The proposition for reserves has been restored: formed unit/sub-unit deployments, better kit, better training – together with some new enhancements including pensions. Once Recruiting Group has been sorted out, and applicants can join again in a straightforward way, we need to get the message out and numbers will turn round.
I do share John’s concerns over the quality of training for reserves. There has been progress on this, but gaps – especially in officer training – remain. The solution is to learn lessons from abroad. The trick is not to try to assimilate young men and women with busy civilian jobs into regular time slots unsuited to their needs. Instead we need to restructure courses for them so that similar ground can be covered in modules over week ends and the occasional concentrated week.

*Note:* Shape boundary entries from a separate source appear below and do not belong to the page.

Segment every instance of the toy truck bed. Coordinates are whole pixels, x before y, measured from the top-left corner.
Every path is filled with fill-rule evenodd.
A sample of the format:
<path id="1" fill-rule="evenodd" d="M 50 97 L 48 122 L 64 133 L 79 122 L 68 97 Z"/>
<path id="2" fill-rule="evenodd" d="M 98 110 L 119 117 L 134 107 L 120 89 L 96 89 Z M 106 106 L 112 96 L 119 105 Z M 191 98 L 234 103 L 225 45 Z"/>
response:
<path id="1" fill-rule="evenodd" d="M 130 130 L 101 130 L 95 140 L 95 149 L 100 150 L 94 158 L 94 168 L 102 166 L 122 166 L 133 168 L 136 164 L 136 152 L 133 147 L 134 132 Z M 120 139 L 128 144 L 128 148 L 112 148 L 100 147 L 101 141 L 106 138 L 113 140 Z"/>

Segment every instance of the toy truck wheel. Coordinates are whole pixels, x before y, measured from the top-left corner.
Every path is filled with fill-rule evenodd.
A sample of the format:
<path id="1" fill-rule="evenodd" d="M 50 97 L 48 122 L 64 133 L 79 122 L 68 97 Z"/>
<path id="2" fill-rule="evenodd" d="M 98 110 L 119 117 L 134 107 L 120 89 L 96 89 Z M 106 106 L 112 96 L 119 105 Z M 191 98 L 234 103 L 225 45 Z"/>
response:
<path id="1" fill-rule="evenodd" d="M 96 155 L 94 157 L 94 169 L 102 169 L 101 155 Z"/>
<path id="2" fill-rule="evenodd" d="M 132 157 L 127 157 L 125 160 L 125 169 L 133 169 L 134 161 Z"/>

Let me address a couple of other points which John raises. He asks how an assessment of ‘only 3,000 deployments’ can ‘plug the gap left by 20,000 regulars’. He also says that we would need to double the existing mobilisation rate to meet it.

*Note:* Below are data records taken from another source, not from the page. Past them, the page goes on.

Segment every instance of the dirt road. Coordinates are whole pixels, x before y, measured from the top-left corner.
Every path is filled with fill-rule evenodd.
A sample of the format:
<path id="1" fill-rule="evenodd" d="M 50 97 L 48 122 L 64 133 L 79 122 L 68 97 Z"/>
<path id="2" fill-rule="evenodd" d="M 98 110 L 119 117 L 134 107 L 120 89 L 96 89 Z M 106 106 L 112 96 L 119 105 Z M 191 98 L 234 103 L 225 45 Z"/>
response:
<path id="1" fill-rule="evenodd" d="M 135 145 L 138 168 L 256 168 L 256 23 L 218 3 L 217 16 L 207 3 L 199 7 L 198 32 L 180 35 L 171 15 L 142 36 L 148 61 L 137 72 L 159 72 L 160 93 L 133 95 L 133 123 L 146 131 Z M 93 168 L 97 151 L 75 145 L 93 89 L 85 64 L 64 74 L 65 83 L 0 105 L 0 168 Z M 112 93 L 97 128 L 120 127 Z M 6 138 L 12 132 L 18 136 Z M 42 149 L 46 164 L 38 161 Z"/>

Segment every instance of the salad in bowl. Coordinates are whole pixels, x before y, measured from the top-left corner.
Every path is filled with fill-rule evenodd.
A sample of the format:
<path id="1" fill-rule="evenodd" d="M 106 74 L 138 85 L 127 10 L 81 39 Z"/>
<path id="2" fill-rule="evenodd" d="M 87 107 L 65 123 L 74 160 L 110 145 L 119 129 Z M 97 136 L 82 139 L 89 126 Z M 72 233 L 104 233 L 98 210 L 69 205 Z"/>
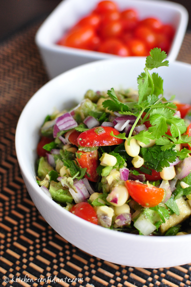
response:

In fact, for the last few years, the Regular Army has only had an average of between 7,000 and 8,000 on operations in Afghanistan, plus relatively small numbers in other theatres, out of a trained strength of around 100,000. This equates to only about 2,000 per 20,000 and yet there have been many complaints of overstretch. Part of the reason for this is that many individual regulars cannot be deployed for reasons wholly unrelated to operations – yet they still have to be fully funded whereas a reservist is only paid if they are training or recovering from injuries incurred on operations/training.
The aim is that reservists should achieve half the availability level of regulars over a five year cycle – as is the case in the USA. As they are less than a quarter of the cost, that represents an excellent deal for the taxpayer. Even more important, by coming from communities around the UK to serve, they maintain the increasingly fragile link between our professional but increasingly isolated army and the wider community.